A site condition is “reasonable foreseeable” if a “rational, experienced, prudent and intelligent contractor in the same field” would have discovered the site condition at the time the contractor submitted its bid. Courts reason that if a contractor should have anticipated certain site conditions, but failed to account for those conditions in its bid, then that contractor cannot force the owner to pay additional contract amounts after the fact. Conversely, if the condition was truly unforeseeable—and a reasonable investigation would not have revealed the condition—the contractor will typically have a strong case to make that an equitable adjustment should be awarded.

Whether a contractor will recover under a “Type 1” claim or a “Type 2” claim will always depend on (1) what information was available to the contractor at the time of its bid, (2) whether the contractor took reasonable steps to investigate on-site conditions, and (3) whether the contractor made reasonable assumptions in its bid. Again, the linchpin is reasonableness—regardless of the type of claim, the contractor will only recover if the condition was not “reasonably foreseeable.”

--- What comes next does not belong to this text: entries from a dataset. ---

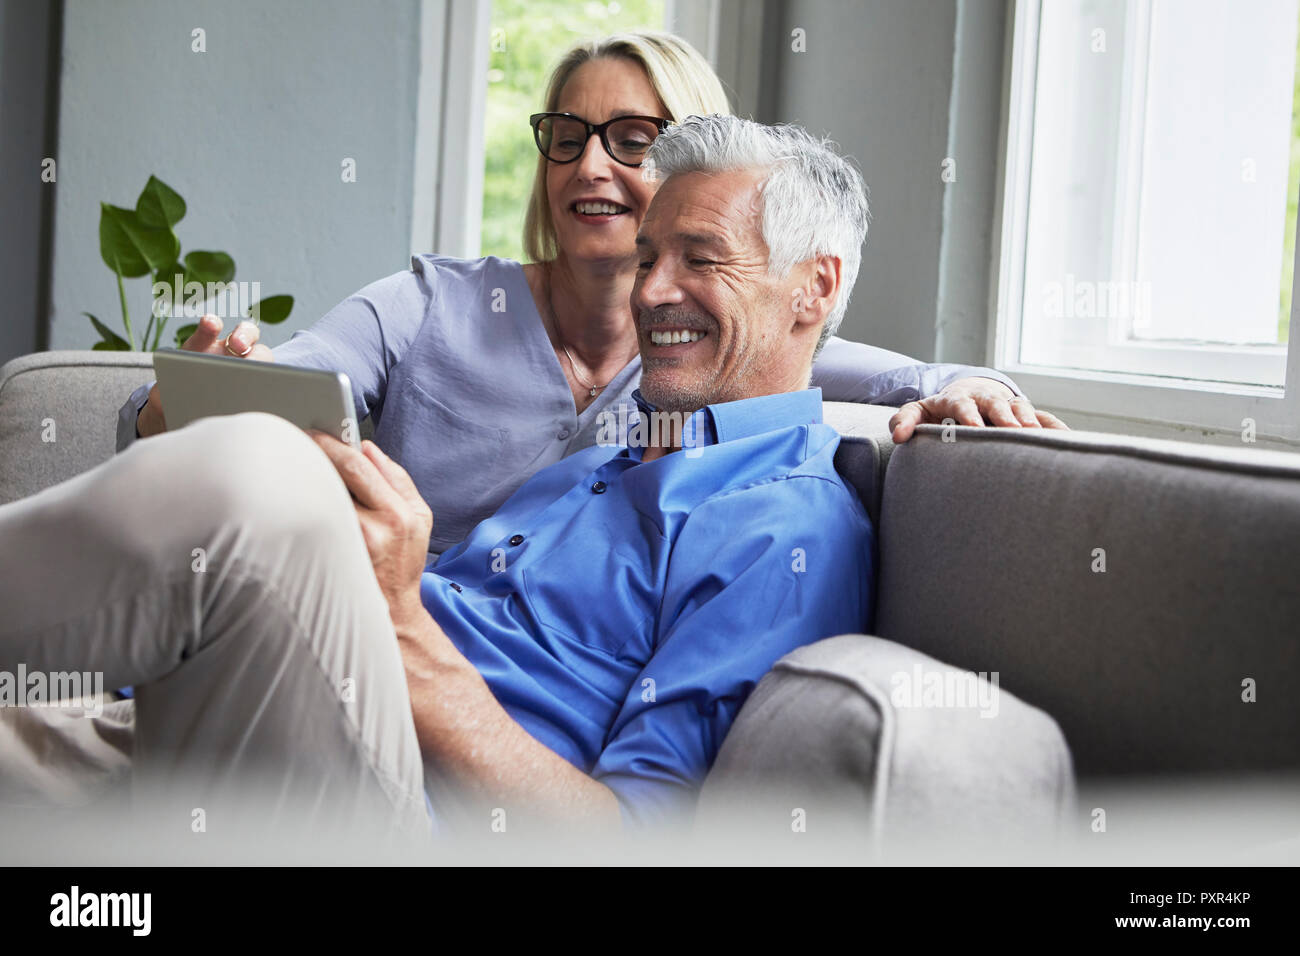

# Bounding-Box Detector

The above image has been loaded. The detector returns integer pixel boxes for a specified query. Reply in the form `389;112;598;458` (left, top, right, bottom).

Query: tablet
152;348;362;450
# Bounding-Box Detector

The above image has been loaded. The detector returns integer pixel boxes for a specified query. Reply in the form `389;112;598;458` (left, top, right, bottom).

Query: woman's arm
810;334;1021;405
114;256;439;453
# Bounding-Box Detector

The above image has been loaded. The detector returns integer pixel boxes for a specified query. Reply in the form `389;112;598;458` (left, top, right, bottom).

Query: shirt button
591;480;607;494
557;428;570;440
449;582;462;593
508;534;524;546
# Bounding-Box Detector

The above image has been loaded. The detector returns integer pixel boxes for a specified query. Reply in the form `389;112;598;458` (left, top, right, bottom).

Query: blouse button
591;481;607;494
508;534;524;546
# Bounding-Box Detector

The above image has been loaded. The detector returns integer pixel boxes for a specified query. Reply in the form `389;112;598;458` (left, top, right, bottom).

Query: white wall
48;0;424;350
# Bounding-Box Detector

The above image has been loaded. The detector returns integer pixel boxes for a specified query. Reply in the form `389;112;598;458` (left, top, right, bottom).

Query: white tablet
152;348;362;450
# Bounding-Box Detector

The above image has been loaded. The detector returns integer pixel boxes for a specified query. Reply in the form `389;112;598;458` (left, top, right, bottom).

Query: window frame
412;0;491;261
990;0;1300;444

Thus, whether you pursue a “Type 1” or a “Type 2” claim, your company’s chance of success will depend much more on what your company did (and did not) do at the time you submitted your bid than on the type of claim you pursue. Contractors should always conduct a reasonable investigation before submitting a bid. Complying with that best practice could easily mean the difference between a profitable endeavor and a disastrous outcome on your next construction project.

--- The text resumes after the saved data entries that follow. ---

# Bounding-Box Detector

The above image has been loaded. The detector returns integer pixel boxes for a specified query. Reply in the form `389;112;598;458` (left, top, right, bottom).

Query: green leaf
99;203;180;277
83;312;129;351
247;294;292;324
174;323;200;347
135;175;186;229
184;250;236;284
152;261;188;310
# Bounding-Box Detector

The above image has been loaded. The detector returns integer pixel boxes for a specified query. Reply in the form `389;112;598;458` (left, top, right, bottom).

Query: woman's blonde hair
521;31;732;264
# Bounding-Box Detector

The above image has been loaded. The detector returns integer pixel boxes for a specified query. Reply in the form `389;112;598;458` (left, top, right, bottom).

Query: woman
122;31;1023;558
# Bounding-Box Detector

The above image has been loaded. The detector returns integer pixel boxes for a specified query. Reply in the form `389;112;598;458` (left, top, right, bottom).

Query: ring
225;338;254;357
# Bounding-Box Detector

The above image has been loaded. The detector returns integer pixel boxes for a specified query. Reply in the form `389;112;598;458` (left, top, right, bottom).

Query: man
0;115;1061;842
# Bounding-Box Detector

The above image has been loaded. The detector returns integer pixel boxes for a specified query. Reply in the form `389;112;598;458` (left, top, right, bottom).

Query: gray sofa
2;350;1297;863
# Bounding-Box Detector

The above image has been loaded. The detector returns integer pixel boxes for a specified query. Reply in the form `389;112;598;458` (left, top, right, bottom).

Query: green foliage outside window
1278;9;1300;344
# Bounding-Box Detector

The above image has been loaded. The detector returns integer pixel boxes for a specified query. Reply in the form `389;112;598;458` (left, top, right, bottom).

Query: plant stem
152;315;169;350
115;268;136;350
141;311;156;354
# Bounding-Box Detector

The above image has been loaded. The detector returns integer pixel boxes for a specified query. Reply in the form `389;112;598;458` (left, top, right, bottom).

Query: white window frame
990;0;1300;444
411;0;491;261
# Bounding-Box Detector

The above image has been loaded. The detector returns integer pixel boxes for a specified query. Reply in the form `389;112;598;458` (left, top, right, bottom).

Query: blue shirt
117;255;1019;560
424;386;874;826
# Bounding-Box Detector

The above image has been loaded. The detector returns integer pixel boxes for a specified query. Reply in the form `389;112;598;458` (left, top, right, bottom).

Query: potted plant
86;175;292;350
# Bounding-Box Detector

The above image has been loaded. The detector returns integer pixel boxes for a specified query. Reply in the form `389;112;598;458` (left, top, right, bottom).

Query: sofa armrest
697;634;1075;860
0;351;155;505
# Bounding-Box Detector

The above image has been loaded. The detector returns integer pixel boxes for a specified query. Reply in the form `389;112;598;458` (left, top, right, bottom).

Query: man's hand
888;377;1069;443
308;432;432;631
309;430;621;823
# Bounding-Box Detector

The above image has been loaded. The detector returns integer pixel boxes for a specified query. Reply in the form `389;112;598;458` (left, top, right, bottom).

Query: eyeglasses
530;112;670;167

While we are on the subject, there are a few points worth mentioning about differing site condition claims. There are three key points to keep in mind to ensure success:

  1. First, that contractors cannot always rely on their contract. Even where contract documents indicate certain conditions exist on a project site, this typically does not excuse the contractor from performing its own independent investigation of site conditions. In H.B. Mac, Inc., 153 F.3d 1338 (Fed. Cir. 1998), for example, a contractor could not recover even though the owner provided eight soil borings in its bid package, indicating that a particular soil type was likely to be found on the project. The court found that it was unreasonable for the contractor to assume that the eight soil borings were representative of the entire project where the area was geologically diverse and the borings were taken under only one-half of the project site. In short, the contractor could not rely solely on the project documents—the contractor was required to conduct its own reasonable investigation.
  2. Second, remember that a contractor is not required to go to excessive lengths in its investigation. For example, in Pitt-Des Moines, Inc., ASBCA 42 838, 96-1 BCA 27, 941, a contractor was not required to conduct its own costly investigation of a foundation wall where construction plans indicated a particular wall thickness. Similarly, in P.J. Dick, Inc., GSBCA No. 12, 036, 94-3 BCA 27,073, a contractor was not required to hire its own structural engineer or conduct expensive tests. Rather, the contractor is only required to do what is “reasonable”—that is, perform a “reasonable” investigation.
  3. Finally, remember that whether a contractor will recover on a differing site conditions claim or not will often depend on the terms of the construction contract. Owners wary of risk associated with site conditions may attempt to shift that risk to the contractor through the contract. Contractors should always be on the look-out for risk-shifting provisions. Especially where the risk of differing site conditions is substantial, contractors should always consider who bears that risk in the contract. Building that risk into your bid, or performing a more extensive pre-bid investigation, may be necessary to avoid a disastrous outcome.